If a SysOps Administrator is attempting to use AWS System Manager Session Manager to initial a SSH session with an Linux EC2 instance, and cannot find the target instance in Session Manager console, the SysOps Administrator need to

  1. Add System Manager permission to the instance profile
  2. Install System Manager Agent on the target instance


Static site Hosting

When using static site hosting features with S3, if you received 403 Forbidden Access Denied error, SysOps needs to add a bucket policy to grant everyone to read access to bucket objects.


If there the requestments is to archive data to be retained for at least 7 years, a SysOps Admin need to configure

  • AWS S3 Glacier Vault Lock policy

S3 Glacier Vault Lock allows you to easily deploy and enforce compliance controls for individual S3 Glacier vaults with a vault lock policy.

Virtual Private Cloud (VPC)

If a developer has issues with connectivity issues with a particular port, a SysOps need to check

  • Security Group is correct configured to allow that port
  • Network ACL is using default configuration

If all the above steps are not working, VPC Flow logs will show all the details.

VPC Endpoint

A VPC endpoint enables you to privately connect your VPC to supported AWS services and VPC endpoint services powered by AWS PrivateLink without requiring an internet gateway, NAT device, VPN connection, or AWS Direct Connect connection. Endpoints are virtual devices. They allow communication between instances in your VPC and services without imposing availability risks or bandwidth constraints on your network traffic.

Web Application Firewall (WAF)

AWS Web Application Firewall service is the most commonly used solution for protection form XSS and web application attacks.

If you observes a large number of rogue HTTP requests on an Application Load Balancer, SysOps can use AWS WAF rate-based blacklisting to block this traffic when it exceeds a defined threshold.

If you observe 404 errors are being sent to one IP address every minute, SysOps should to use WAF to block this suspected malicious activity.

General Network


ping operate by sending internet Control Message Protocol (ICMP) packets to the target host and wait for an ICMP echo reply.

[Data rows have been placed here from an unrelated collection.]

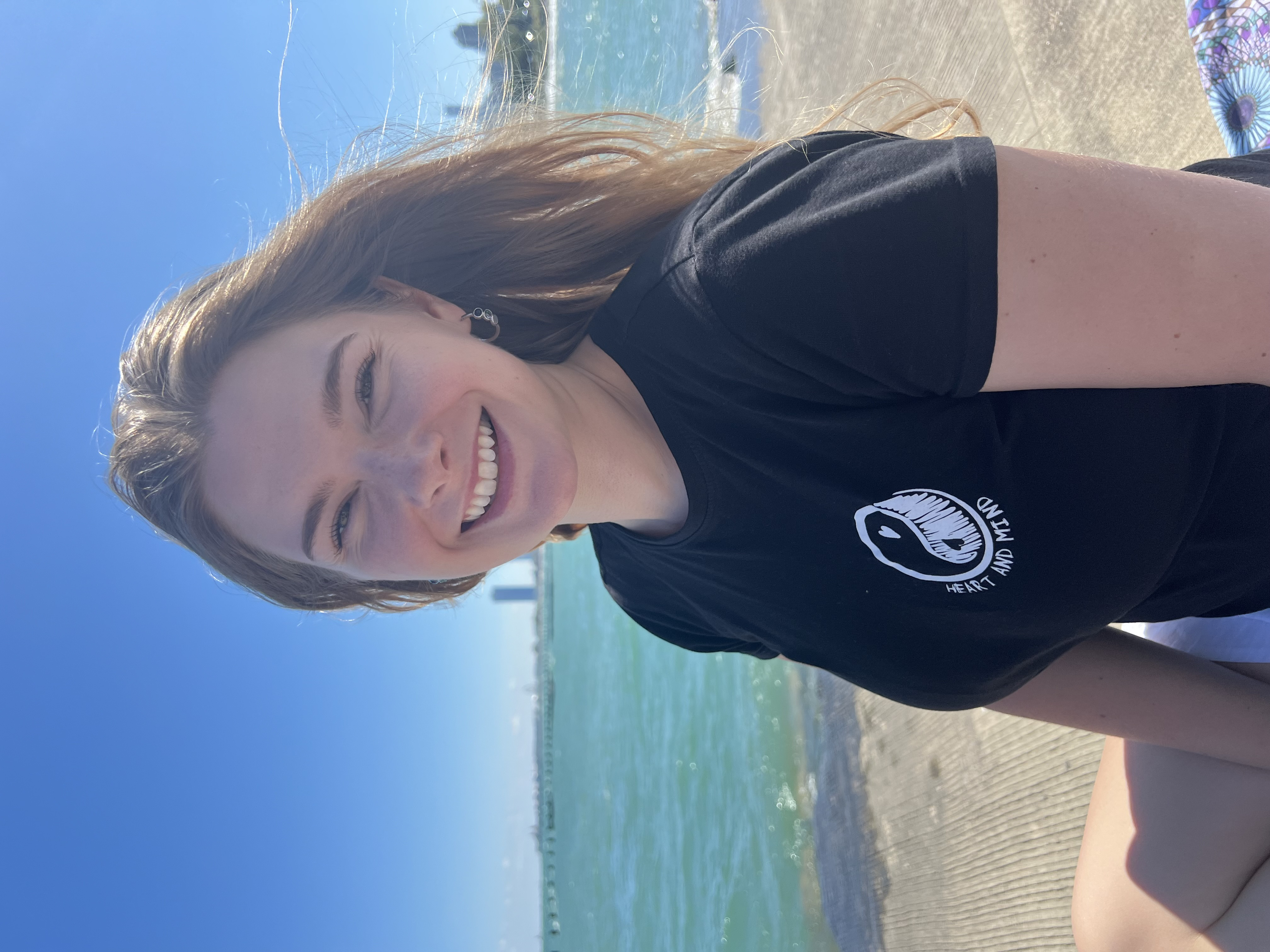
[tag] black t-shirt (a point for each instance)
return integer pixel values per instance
(812, 337)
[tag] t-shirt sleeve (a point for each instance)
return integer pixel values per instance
(865, 262)
(663, 612)
(673, 627)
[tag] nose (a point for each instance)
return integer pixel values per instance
(416, 471)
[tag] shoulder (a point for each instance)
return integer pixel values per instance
(821, 178)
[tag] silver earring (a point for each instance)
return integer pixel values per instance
(481, 314)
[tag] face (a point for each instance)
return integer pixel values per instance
(358, 442)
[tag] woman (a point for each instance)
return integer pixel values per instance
(855, 399)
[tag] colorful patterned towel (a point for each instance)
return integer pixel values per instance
(1233, 49)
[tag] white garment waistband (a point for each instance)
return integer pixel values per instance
(1241, 638)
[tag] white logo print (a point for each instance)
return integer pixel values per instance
(935, 536)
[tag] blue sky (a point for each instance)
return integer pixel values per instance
(186, 767)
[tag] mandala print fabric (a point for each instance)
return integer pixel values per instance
(1233, 49)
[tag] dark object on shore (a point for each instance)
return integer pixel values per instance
(853, 884)
(513, 36)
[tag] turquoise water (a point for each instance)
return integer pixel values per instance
(676, 807)
(624, 55)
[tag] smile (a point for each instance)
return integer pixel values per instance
(487, 469)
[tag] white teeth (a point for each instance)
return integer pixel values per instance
(487, 470)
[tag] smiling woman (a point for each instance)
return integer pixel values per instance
(849, 399)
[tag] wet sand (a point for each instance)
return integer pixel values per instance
(961, 830)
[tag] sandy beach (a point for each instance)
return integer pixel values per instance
(973, 820)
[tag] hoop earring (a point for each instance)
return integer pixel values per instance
(481, 314)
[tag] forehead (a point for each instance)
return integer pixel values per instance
(268, 431)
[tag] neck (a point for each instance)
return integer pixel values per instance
(626, 473)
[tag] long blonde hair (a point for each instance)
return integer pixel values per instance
(536, 218)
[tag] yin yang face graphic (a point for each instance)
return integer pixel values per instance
(928, 535)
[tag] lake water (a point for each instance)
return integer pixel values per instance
(676, 798)
(675, 787)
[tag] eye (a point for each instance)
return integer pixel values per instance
(340, 525)
(364, 385)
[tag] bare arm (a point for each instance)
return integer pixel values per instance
(1128, 687)
(1118, 276)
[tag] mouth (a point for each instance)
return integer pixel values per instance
(486, 487)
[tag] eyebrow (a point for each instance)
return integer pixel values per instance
(331, 390)
(313, 514)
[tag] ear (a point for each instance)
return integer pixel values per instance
(430, 304)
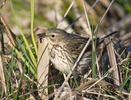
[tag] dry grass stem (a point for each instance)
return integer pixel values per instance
(2, 76)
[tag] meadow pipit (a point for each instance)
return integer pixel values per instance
(64, 49)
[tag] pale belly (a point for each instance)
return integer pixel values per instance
(61, 60)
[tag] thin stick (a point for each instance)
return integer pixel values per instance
(2, 21)
(3, 3)
(69, 8)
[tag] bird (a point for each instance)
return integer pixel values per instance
(64, 49)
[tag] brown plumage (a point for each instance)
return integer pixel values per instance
(64, 49)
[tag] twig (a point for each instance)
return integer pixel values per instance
(82, 15)
(2, 5)
(69, 8)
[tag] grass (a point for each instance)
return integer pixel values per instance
(18, 66)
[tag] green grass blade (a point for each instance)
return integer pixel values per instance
(32, 25)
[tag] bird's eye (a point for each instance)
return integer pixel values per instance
(53, 36)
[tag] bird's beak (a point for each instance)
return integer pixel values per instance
(40, 33)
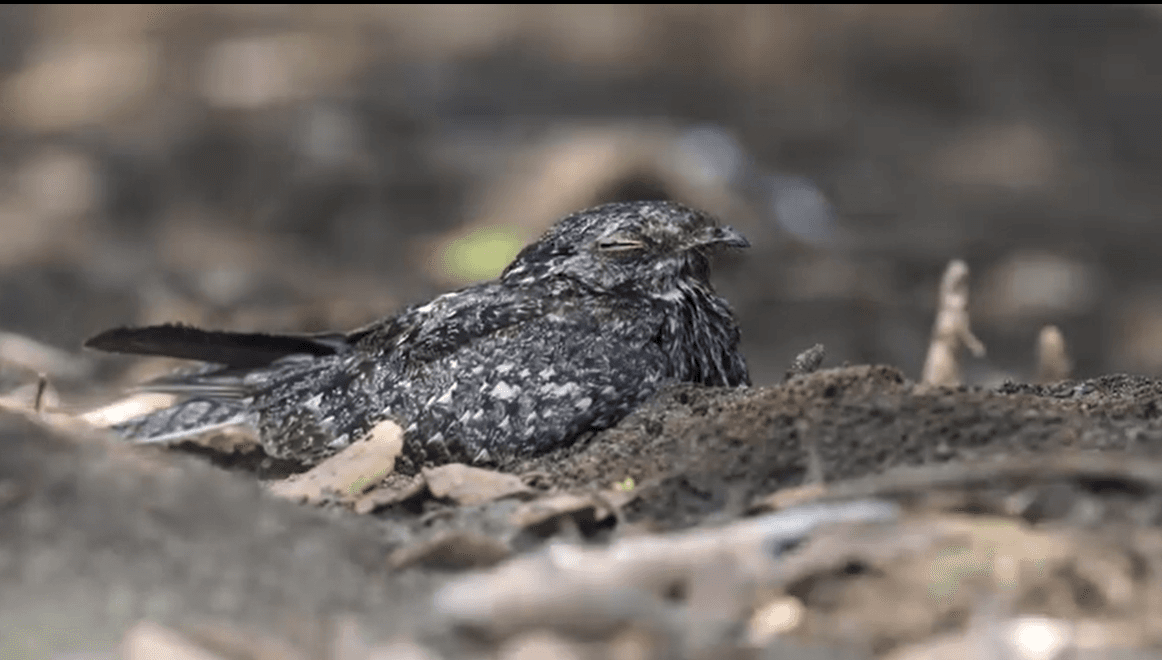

Common Vulnerabilities and Exposures report (CVE)

To get HTTP layer 7 status code, you can use

  • Application Load Balancer (ALB) access logs
  • CloudFront access log

Network Address Translation

Network Address Translation (NAT) is a method of remapping an IP address space into another by modifying network address information in the IP header of packets while they are in transit across a traffic routing device.

internet Gateway

An internet Gateway is a logic connection between an Amazon VPC and the internet.

  • It is not a physical device
  • Only one internet Gateway can be associated with VPC
  • It does not limit the bandwidth of internet connectivity
    • The only limitation on bandwidth is the size of the Amazon EC2 instance, and it applies to all the traffic

If a VPC does not have an internet Gateway, then the resources in the VPC cannot be accessed from the internet

NAT vs internet Gateway

A NAT Gateway does similar things like internet Gatway, but with two main differences:

  1. NAT Gateway allows resources in a private subnet to access the internet. Think yum update, external database connections, wget calls, etc.
  2. NAT Gateway only works one way. The internet at large cannot get through your NAT to your private resources unless you explicitly allow it.